My top tips for starting an undergraduate degree programme would be firstly to relax. We sometimes get worried that it will be a massive leap from A-levels to university, but the lecturers here at the School of Maths go through the basics before the heavy content starts to appear. Another big thing to keep in mind is that you will be doing four modules at a time so it is best to make a plan of action of how you intend to study for each one of them. This can be in the form of a timetable where you space out the learning, discover your strengths and weaknesses and focus on what is needed. Ultimately, you have lecturers who are willing to help you out so make sure you ask them questions and visit them during their office hours. Finally, try to network with any second year or third year-students: not only will this build your networking skills needed for future employment but it can also provide invaluable advice for modules you are doing or even suggestions on what modules to pick depending on your interest.

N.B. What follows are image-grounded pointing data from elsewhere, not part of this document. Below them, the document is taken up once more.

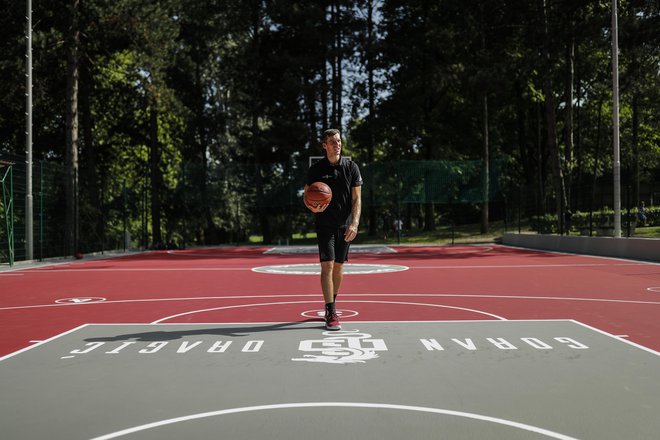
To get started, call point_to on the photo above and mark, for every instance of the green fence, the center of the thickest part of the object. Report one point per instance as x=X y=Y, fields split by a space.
x=236 y=203
x=7 y=239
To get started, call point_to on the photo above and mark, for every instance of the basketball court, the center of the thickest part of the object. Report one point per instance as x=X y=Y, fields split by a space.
x=481 y=341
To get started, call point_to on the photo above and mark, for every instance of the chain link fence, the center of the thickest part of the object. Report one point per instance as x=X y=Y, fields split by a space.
x=237 y=203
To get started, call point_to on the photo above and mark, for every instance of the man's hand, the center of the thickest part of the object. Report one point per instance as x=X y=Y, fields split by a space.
x=351 y=232
x=318 y=208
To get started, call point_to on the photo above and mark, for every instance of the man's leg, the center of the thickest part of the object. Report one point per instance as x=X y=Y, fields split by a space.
x=337 y=277
x=327 y=281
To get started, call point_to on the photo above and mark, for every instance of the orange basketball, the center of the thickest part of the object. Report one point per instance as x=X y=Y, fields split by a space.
x=318 y=193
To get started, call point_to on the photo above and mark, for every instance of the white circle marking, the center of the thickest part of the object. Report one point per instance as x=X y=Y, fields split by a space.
x=441 y=411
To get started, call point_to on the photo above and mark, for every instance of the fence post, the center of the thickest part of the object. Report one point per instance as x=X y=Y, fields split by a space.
x=9 y=211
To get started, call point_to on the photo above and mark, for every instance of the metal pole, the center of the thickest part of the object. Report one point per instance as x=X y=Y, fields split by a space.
x=29 y=239
x=615 y=122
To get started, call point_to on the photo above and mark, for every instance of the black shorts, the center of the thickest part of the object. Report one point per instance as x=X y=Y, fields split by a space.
x=332 y=246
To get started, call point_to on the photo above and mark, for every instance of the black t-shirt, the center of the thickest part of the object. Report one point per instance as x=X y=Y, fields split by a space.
x=341 y=178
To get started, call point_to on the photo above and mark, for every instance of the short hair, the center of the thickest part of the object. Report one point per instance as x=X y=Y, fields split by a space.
x=329 y=133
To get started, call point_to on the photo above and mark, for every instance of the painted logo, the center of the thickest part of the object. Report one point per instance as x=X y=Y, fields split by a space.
x=341 y=347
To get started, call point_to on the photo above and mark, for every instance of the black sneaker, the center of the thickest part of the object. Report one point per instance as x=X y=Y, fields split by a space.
x=332 y=321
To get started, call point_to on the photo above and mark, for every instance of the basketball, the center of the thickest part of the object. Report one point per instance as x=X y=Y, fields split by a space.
x=318 y=193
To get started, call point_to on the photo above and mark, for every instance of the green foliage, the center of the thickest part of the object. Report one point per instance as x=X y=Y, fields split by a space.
x=240 y=91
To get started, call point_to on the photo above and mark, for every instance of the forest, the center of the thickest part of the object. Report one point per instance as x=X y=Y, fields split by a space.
x=193 y=122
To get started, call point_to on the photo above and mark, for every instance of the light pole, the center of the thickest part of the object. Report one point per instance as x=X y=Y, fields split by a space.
x=615 y=122
x=29 y=242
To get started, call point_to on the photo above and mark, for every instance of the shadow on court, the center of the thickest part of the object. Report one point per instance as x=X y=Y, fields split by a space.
x=238 y=331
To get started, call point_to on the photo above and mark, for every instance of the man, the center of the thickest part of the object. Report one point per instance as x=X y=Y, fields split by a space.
x=336 y=222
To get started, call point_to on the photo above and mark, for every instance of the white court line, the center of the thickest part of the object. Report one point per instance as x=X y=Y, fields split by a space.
x=216 y=269
x=40 y=343
x=616 y=337
x=192 y=312
x=430 y=295
x=440 y=411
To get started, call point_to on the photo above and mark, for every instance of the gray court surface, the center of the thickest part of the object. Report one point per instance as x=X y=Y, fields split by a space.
x=412 y=380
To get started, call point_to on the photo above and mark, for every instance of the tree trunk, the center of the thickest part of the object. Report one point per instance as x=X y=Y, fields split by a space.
x=373 y=225
x=568 y=116
x=88 y=159
x=156 y=174
x=486 y=167
x=551 y=123
x=485 y=142
x=71 y=154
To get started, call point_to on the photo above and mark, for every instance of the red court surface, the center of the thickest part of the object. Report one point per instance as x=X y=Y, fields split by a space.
x=442 y=283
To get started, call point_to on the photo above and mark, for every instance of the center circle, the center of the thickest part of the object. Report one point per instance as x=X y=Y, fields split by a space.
x=315 y=269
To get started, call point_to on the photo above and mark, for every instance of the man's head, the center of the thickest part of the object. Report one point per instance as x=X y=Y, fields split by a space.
x=331 y=143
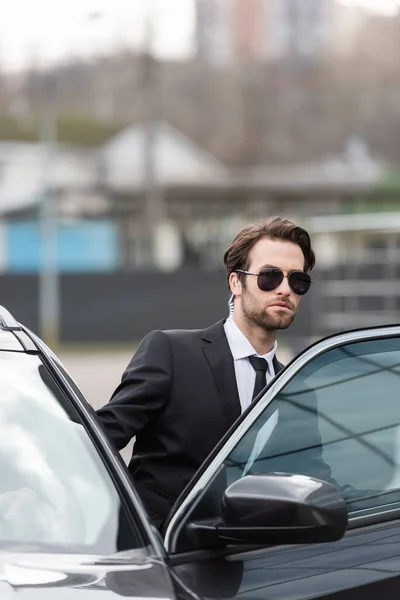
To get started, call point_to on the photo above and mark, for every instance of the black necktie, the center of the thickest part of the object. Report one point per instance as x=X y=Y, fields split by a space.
x=260 y=366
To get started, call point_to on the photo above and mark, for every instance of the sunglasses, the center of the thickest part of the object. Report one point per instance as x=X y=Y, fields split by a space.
x=271 y=278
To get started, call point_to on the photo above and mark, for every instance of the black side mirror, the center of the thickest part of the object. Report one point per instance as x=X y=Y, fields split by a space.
x=276 y=508
x=284 y=509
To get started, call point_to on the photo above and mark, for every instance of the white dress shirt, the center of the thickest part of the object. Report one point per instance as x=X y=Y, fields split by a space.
x=245 y=374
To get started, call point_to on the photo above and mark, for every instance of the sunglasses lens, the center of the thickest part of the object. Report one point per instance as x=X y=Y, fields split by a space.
x=299 y=282
x=269 y=279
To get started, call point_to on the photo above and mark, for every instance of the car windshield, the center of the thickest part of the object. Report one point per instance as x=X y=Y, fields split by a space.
x=55 y=490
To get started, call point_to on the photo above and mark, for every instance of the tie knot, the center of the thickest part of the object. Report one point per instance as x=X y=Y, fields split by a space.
x=258 y=364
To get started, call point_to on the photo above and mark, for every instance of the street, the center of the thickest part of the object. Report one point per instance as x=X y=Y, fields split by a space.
x=98 y=374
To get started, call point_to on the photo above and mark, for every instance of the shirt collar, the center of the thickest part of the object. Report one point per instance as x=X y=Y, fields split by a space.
x=240 y=345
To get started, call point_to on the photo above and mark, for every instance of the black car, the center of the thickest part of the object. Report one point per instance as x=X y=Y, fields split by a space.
x=248 y=526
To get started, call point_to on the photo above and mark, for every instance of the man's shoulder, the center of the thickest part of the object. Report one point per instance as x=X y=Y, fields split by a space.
x=211 y=332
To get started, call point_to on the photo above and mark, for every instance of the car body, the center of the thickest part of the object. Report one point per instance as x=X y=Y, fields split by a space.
x=254 y=523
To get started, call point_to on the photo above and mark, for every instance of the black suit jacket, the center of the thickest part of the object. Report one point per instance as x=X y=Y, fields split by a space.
x=178 y=396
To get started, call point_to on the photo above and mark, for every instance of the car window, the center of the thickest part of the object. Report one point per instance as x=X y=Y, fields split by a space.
x=54 y=488
x=338 y=419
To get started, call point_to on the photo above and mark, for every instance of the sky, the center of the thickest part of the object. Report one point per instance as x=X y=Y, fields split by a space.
x=44 y=31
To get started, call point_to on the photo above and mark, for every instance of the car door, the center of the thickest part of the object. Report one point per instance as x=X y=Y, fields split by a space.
x=333 y=414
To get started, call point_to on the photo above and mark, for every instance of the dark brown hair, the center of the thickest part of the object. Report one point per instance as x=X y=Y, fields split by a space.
x=274 y=228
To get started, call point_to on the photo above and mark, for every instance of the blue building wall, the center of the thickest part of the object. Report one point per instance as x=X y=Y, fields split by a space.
x=81 y=246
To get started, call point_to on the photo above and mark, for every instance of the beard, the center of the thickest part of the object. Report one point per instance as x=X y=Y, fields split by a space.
x=263 y=318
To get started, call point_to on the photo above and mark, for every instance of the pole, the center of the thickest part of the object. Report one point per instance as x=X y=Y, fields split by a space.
x=153 y=200
x=48 y=274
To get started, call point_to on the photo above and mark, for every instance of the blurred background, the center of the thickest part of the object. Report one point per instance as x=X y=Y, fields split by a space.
x=138 y=136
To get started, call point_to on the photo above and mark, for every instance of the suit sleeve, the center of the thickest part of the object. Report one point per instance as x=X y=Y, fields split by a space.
x=143 y=391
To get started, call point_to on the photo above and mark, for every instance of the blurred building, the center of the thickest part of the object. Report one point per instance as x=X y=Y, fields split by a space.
x=291 y=30
x=213 y=32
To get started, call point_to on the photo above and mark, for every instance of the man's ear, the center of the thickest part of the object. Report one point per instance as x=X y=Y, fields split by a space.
x=234 y=284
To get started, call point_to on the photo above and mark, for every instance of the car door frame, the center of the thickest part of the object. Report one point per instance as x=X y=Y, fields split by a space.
x=195 y=489
x=111 y=458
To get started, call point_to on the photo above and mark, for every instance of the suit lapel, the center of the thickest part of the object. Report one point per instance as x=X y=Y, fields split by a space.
x=219 y=357
x=277 y=365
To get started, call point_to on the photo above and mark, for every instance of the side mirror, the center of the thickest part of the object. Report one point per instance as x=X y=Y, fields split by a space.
x=282 y=509
x=276 y=508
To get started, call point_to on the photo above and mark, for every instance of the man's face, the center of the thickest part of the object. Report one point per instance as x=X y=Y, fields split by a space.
x=276 y=309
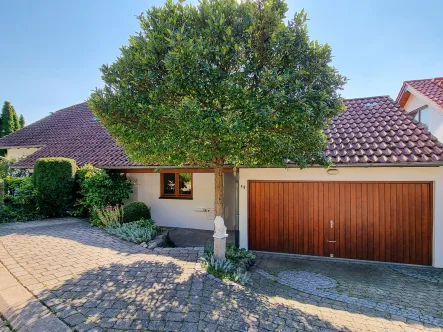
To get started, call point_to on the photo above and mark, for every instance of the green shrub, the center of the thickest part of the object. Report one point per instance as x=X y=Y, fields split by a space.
x=6 y=169
x=54 y=182
x=234 y=268
x=98 y=188
x=110 y=216
x=21 y=194
x=135 y=211
x=2 y=193
x=137 y=231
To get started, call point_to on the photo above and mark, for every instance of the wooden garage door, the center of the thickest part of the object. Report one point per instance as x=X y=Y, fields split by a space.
x=372 y=221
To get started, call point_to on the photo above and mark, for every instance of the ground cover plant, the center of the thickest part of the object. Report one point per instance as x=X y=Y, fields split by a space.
x=236 y=266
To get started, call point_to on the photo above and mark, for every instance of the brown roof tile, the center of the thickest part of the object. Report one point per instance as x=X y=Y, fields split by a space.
x=431 y=88
x=372 y=130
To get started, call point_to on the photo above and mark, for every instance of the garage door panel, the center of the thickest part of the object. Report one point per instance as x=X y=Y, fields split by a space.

What is good about your degree programme?

I study BSc Mathematics and Statistics and I like that my degree is very practical. It is also very applicable to real life: not only do you learn programming but some modules can teach you Excel, which you can get a certification in, R studio and also how to write a mathematical document which comes under Number, Sets and Functions. One of my favourite modules in my second year was Introduction to Computing which introduced us to Python. The lecturers crafted this module very well and taught us to a good standard, enabling us to complete the final project which was challenging but very engaging. Furthermore, it is a great addition to the CV, as it shows that you can code. Coding demonstrates that you have good problem-solving skills. One thing that you need to look out for is how to translate what you do in these modules into real-life skills. This can really make you stand out.

How can you make the most out of blended learning?

Blended learning has its benefits, one of them being that we had the privilege of having recorded lectures so we could view them at our own time and learn at our own pace. I recommend that students do not fall behind schedule as it can make you become complacent and it will be then tough to catch up. The transition from in-person to blended learning has been good and the office hours are online so you can still ask questions on what you are stuck on. My experience has been good: I make sure to get a good night’s sleep so that I can wake up early for the lectures and finish on time. Although in the past year we have missed out a bit on the social aspect of University, there were also plenty of in-person tutorials, which I went to, and studying in real-time is a different feeling as opposed to online. The only advice I would give to students is to never leave work to do at the last minute and make sure they make the most of their time and take regular breaks.